My research is part-funded by Toyota, a leading manufacturer of hybrid vehicles, and aims to further optimise the hybrid powertrains in their vehicles. With cutting-edge experimental methods, we can probe the fundamental nature of the combustion of bio-derived fuels and fuel components under extreme conditions. This greater understanding of these novel combustion modes directly translates, through the use of computational models, to more efficient and cleaner vehicle technologies within relatively short time frames.
While extracting reliable and valuable data in order to ensure that the computational models used are accurate may often seem tedious, the direct applicability to current technology is a reminder of the instant impact that my research can have.

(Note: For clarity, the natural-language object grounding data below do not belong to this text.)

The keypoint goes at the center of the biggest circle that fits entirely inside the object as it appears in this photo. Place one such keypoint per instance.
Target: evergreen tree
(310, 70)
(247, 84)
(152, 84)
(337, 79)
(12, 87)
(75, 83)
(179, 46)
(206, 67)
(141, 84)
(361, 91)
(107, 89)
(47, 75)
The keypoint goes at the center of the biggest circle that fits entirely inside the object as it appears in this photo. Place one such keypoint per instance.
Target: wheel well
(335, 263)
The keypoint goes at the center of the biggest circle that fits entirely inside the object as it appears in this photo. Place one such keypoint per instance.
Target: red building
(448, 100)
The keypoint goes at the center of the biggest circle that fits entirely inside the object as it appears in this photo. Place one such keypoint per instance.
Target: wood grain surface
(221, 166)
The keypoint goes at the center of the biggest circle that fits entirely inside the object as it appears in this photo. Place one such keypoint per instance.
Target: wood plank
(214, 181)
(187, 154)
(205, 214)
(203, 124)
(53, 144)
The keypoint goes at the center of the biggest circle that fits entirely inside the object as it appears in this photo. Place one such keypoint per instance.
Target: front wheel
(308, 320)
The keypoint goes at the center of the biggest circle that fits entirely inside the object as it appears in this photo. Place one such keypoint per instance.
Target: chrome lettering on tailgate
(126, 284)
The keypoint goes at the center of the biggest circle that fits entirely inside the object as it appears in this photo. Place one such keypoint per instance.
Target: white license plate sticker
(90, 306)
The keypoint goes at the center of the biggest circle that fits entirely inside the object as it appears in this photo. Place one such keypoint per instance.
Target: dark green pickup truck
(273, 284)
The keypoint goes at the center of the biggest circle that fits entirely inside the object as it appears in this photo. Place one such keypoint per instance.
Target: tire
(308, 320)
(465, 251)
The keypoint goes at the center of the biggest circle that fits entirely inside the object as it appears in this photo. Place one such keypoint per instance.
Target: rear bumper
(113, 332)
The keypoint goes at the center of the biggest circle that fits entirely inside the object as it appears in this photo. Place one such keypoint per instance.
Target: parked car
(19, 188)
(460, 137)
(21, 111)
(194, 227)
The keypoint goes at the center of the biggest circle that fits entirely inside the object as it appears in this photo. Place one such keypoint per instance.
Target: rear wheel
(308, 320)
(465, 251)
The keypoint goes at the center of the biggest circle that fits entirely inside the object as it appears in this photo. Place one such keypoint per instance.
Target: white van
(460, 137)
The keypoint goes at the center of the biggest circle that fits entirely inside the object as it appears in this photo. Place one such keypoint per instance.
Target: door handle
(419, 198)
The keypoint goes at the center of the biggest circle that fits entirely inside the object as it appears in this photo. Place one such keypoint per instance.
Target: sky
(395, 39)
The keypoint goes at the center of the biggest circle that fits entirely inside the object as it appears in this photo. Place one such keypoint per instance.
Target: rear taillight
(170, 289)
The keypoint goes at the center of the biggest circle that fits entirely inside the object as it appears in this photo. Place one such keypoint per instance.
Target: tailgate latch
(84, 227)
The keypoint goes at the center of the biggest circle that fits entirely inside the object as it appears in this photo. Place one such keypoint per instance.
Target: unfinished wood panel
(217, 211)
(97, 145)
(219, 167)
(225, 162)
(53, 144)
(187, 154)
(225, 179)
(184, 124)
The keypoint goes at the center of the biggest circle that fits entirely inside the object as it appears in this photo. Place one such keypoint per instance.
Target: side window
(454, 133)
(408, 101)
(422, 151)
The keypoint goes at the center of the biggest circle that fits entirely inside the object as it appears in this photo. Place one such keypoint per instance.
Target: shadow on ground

Toyota produces close to ten million vehicles a year and in 2017 on average they emitted 101.2 grams of carbon dioxide per kilometre driven. Improving these vehicles by as little as 1% would result in over 10 tonnes per kilometre less carbon dioxide emitted. This is the equivalent emission from the average electricity usage of 17.7 households in the UK for a calendar year. The average car in the UK travels about 16,000 km a year. That means this saving is the equivalent of 283,000 houses!
Due to the nature of global economies of scale, the small improvements researchers can make could have a profound impact.